D'une intelligence vive, doté d'une mémoire exceptionnelle, il maîtrisait parfaitement le latin classique, le grec, l'hébreu et l'arabe.
Il étudia le droit canonique à Bologne, la philosophie à Ferrare puis à Padoue. En 1485 il se rendra à l'Université de Paris où il restera deux ans.
En 1485, il se lança dans un projet colossal, la rédaction d'une somme humaniste, les Neuf cents thèses philosophiques, théologiques et cabalistiques, avec l'idée de les défendre au cours d'un débat public, une disputatio, en présence du Pape, devant les plus grands philosophes et savants d'Italie. Le Pape Innocent VIII, après enquête de l'Inquisition, déclara treize des neuf cents thèses hérétiques et interdit le débat.

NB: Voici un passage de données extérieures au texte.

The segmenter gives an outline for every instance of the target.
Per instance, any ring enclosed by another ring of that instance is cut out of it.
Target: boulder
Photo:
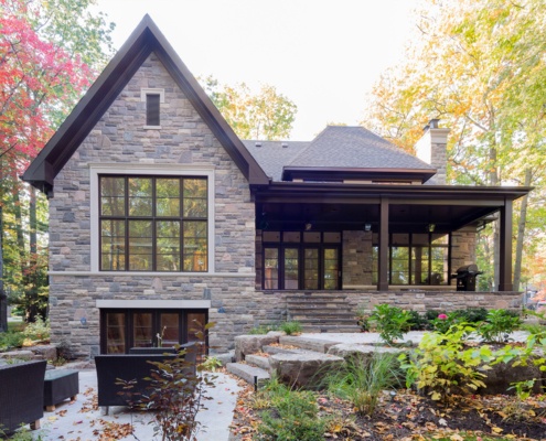
[[[290,386],[304,389],[319,389],[324,376],[343,363],[342,357],[319,353],[275,354],[269,357],[271,372]]]
[[[341,342],[332,342],[331,340],[321,338],[307,338],[296,335],[285,335],[279,338],[279,343],[325,354],[331,346],[340,344]]]
[[[353,356],[371,358],[374,354],[402,354],[406,348],[341,343],[331,346],[328,353],[347,359]]]
[[[41,359],[57,359],[57,348],[54,345],[32,346],[31,351]]]
[[[248,354],[261,351],[263,346],[279,343],[279,335],[276,333],[267,335],[237,335],[235,337],[235,359],[242,362]]]

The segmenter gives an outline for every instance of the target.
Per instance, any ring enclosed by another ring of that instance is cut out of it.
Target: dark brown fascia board
[[[396,185],[272,182],[257,187],[256,201],[346,202],[388,198],[392,203],[504,205],[527,195],[531,186]]]
[[[50,192],[56,174],[151,52],[158,54],[248,182],[267,184],[269,180],[265,172],[148,14],[30,164],[22,179],[44,192]]]
[[[356,169],[328,166],[285,166],[282,180],[307,179],[398,179],[427,182],[438,170],[436,169]]]

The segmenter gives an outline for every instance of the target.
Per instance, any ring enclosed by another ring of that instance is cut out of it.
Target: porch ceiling
[[[354,230],[372,225],[379,229],[381,201],[388,201],[389,232],[426,233],[430,224],[436,233],[449,233],[468,225],[491,222],[494,213],[525,195],[524,187],[456,187],[361,185],[299,185],[269,187],[257,192],[257,228],[302,230]]]

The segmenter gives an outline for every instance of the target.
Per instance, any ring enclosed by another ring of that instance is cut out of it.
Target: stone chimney
[[[437,172],[426,182],[426,185],[446,185],[448,162],[448,133],[449,129],[440,129],[438,119],[431,119],[425,126],[421,139],[415,144],[417,158],[432,165]]]

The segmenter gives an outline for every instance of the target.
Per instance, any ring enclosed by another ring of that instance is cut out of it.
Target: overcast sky
[[[357,125],[366,94],[404,56],[418,0],[98,0],[119,49],[149,13],[195,75],[270,84],[298,106],[292,140]]]

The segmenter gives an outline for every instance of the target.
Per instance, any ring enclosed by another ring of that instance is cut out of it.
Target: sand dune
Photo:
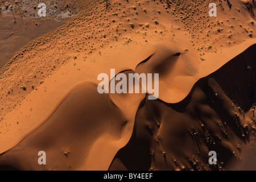
[[[211,2],[79,1],[1,71],[0,169],[239,166],[255,143],[255,6],[216,1],[209,17]],[[158,73],[158,99],[100,94],[102,73]]]

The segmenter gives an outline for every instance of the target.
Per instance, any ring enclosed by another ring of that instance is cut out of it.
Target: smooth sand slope
[[[209,17],[210,2],[79,1],[76,17],[1,72],[0,168],[226,169],[242,160],[254,142],[255,5],[216,1]],[[111,68],[159,73],[159,100],[98,94]]]

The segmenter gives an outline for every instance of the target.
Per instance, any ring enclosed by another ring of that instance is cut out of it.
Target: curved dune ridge
[[[0,169],[239,169],[255,143],[255,7],[216,2],[209,17],[210,2],[79,1],[1,71]],[[159,97],[101,94],[102,73],[158,73]]]

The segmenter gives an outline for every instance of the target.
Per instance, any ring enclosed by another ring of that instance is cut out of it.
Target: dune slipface
[[[0,170],[255,169],[254,1],[44,3],[0,1]]]

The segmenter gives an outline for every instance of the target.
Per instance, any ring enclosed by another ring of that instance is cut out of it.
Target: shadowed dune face
[[[95,84],[80,84],[41,126],[0,155],[0,169],[89,169],[105,163],[110,170],[225,169],[254,142],[255,46],[200,79],[177,104],[144,94],[110,97],[98,94]],[[137,102],[131,137],[123,147],[125,140],[112,145],[129,135],[123,114],[129,106],[122,105],[129,99]],[[47,153],[46,166],[37,163],[41,150]],[[212,150],[218,163],[210,166]]]
[[[255,142],[255,49],[200,80],[179,103],[142,102],[131,139],[110,169],[218,170],[237,160],[245,146]],[[212,150],[218,163],[210,166]]]
[[[0,73],[0,170],[242,168],[255,142],[256,6],[230,2],[209,18],[208,0],[78,1]],[[114,68],[159,74],[158,99],[99,94],[97,75]]]

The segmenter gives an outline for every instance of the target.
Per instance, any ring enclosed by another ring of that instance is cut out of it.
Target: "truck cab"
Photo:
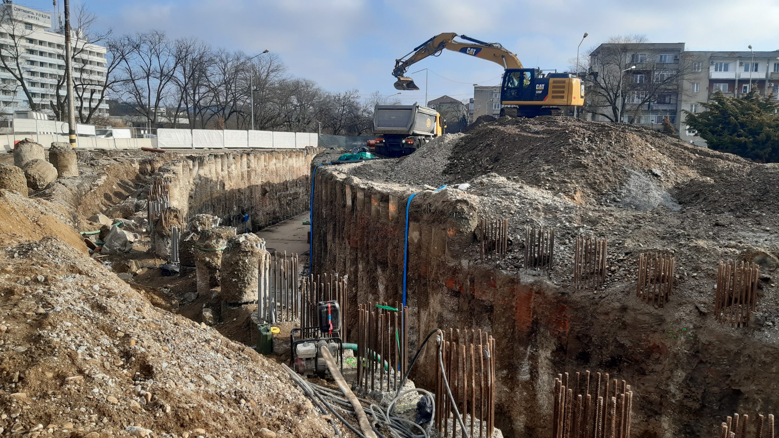
[[[408,155],[443,134],[444,128],[441,115],[432,108],[417,104],[376,105],[373,112],[375,139],[368,140],[368,147],[385,157]]]

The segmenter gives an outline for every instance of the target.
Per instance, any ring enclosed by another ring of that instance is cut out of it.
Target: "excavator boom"
[[[470,42],[454,41],[457,37],[454,33],[439,34],[416,47],[411,52],[400,59],[395,60],[393,76],[397,78],[395,88],[400,90],[419,90],[414,79],[404,75],[408,68],[428,56],[438,56],[443,49],[459,51],[471,56],[481,58],[499,64],[503,69],[522,69],[522,62],[516,55],[503,48],[498,43],[486,43],[470,38],[465,35],[460,37]]]

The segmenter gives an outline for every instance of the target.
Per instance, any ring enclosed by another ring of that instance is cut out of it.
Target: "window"
[[[657,104],[670,104],[671,103],[671,94],[657,94]]]
[[[646,53],[635,53],[630,55],[630,62],[632,64],[641,63],[647,61]]]
[[[640,104],[647,100],[646,91],[631,91],[625,101],[626,104]]]
[[[679,70],[657,70],[654,72],[654,82],[678,82]]]

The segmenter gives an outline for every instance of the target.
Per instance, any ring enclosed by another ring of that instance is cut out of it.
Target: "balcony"
[[[739,72],[715,72],[714,69],[709,69],[709,79],[738,79],[741,77]]]

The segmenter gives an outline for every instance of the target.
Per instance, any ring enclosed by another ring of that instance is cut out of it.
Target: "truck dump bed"
[[[432,108],[419,105],[376,105],[373,132],[435,136],[437,114]]]

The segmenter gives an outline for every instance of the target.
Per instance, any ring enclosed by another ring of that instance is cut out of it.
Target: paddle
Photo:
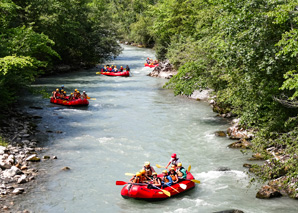
[[[190,179],[185,179],[185,180],[190,180]],[[195,180],[195,179],[192,179],[192,180],[190,180],[190,181],[192,181],[192,182],[194,182],[194,183],[201,183],[201,181],[199,181],[199,180]]]
[[[191,170],[191,165],[188,166],[187,171],[190,172],[190,170]]]
[[[171,187],[171,189],[173,189],[174,191],[179,193],[179,191],[177,189],[175,189],[174,187],[172,187],[172,186],[169,186],[169,187]]]
[[[167,195],[168,197],[171,197],[171,193],[170,193],[169,191],[167,191],[167,190],[163,190],[163,189],[158,188],[157,186],[154,186],[154,185],[152,185],[152,187],[154,187],[154,188],[156,188],[156,189],[162,191],[162,192],[163,192],[165,195]]]
[[[184,190],[187,188],[187,185],[185,185],[183,183],[180,183],[179,186],[181,187],[181,189],[184,189]]]
[[[156,167],[157,167],[157,168],[166,168],[165,166],[161,166],[161,165],[159,165],[159,164],[156,164]]]
[[[141,186],[148,185],[147,183],[129,183],[129,182],[119,181],[119,180],[116,181],[116,185],[117,186],[119,186],[119,185],[126,185],[126,184],[141,185]]]
[[[125,182],[125,181],[116,181],[116,185],[126,185],[126,184],[133,184],[133,185],[147,185],[146,183],[129,183],[129,182]],[[154,188],[162,191],[165,195],[167,195],[168,197],[171,197],[171,193],[168,192],[167,190],[163,190],[161,188],[158,188],[157,186],[152,185]]]

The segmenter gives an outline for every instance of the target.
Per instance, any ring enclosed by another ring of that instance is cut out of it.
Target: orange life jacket
[[[175,175],[175,174],[170,174],[170,176],[171,176],[171,178],[172,178],[172,180],[173,180],[173,181],[176,181],[176,180],[177,180],[177,178],[176,178],[176,175]]]
[[[144,170],[146,171],[146,175],[147,176],[152,176],[151,166],[149,166],[149,168],[147,168],[146,166],[144,166]]]
[[[167,177],[167,176],[164,176],[164,177],[162,178],[162,180],[163,180],[163,182],[165,182],[165,183],[168,183],[168,182],[170,182],[170,180],[168,179],[168,177]]]
[[[135,177],[132,181],[133,183],[140,183],[140,178],[139,177]]]
[[[160,184],[161,182],[158,182],[158,180],[161,181],[159,177],[153,178],[153,184]]]

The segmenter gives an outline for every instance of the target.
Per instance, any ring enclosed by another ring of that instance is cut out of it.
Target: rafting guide
[[[167,167],[172,164],[169,171]],[[173,153],[166,167],[156,164],[157,168],[164,168],[161,174],[157,174],[149,161],[144,163],[144,167],[137,173],[125,173],[132,176],[128,182],[116,181],[116,185],[124,185],[121,190],[123,198],[135,198],[143,200],[162,200],[171,196],[189,191],[195,188],[195,180],[188,170],[182,167],[182,163]]]

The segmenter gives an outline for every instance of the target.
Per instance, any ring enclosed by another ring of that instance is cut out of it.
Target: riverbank
[[[17,107],[16,107],[17,108]],[[34,107],[38,110],[38,107]],[[20,110],[7,112],[1,120],[0,136],[0,210],[14,209],[15,198],[35,185],[35,180],[46,169],[40,162],[57,159],[43,156],[37,123],[41,117]],[[26,212],[26,210],[24,211]]]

Pic de la Mirandole avait rédigé une introduction à ses Neuf cents thèses philosophiques, théologiques et cabalistiques, un texte majeur, l'Oratio de hominis dignitate — de la dignité de l'homme.
Yves Hersant qui a traduit et commenté De la dignité de l'homme (Editions de l'Eclat - 1993) , présente ainsi sa traduction de l'ouvrage :
« Lorsqu'il écrit l'Oratio de hominis dignitate, qui aurait dû introduire ses Neuf cents thèses philosophiques, théologiques et cabalistiques, Pic de la Mirandole a vingt-quatre ans. Bien conscient du fait que " ses façons ne répondent ni à son âge, ni à son rang ", c'est pourtant une philosophie nouvelle qu'il propose à ses aînés ; philosophie ouverte, accueillant tout ce qui, depuis les Mystères antiques jusqu'aux religions révélées, émane de ce que l'on pourrait appeler la " volonté de vérité". L'homme est au centre de cette philosophie, en ce que le divin a déposé en lui ce "vouloir ", cette volonté dont il use à sa guise, le créant "créateur de lui-même " ».
Extraits
« Révérends Pères , j’ai lu dans les textes des Arabes que le Sarrasin Abdallah, à qui l’on demandait ce qui, dans cette sorte de scène qu’est le monde, était le spectacle le plus digne d’admiration, répondit qu’il n’y avait pas de spectacle plus admirable que l’homme ».
[...]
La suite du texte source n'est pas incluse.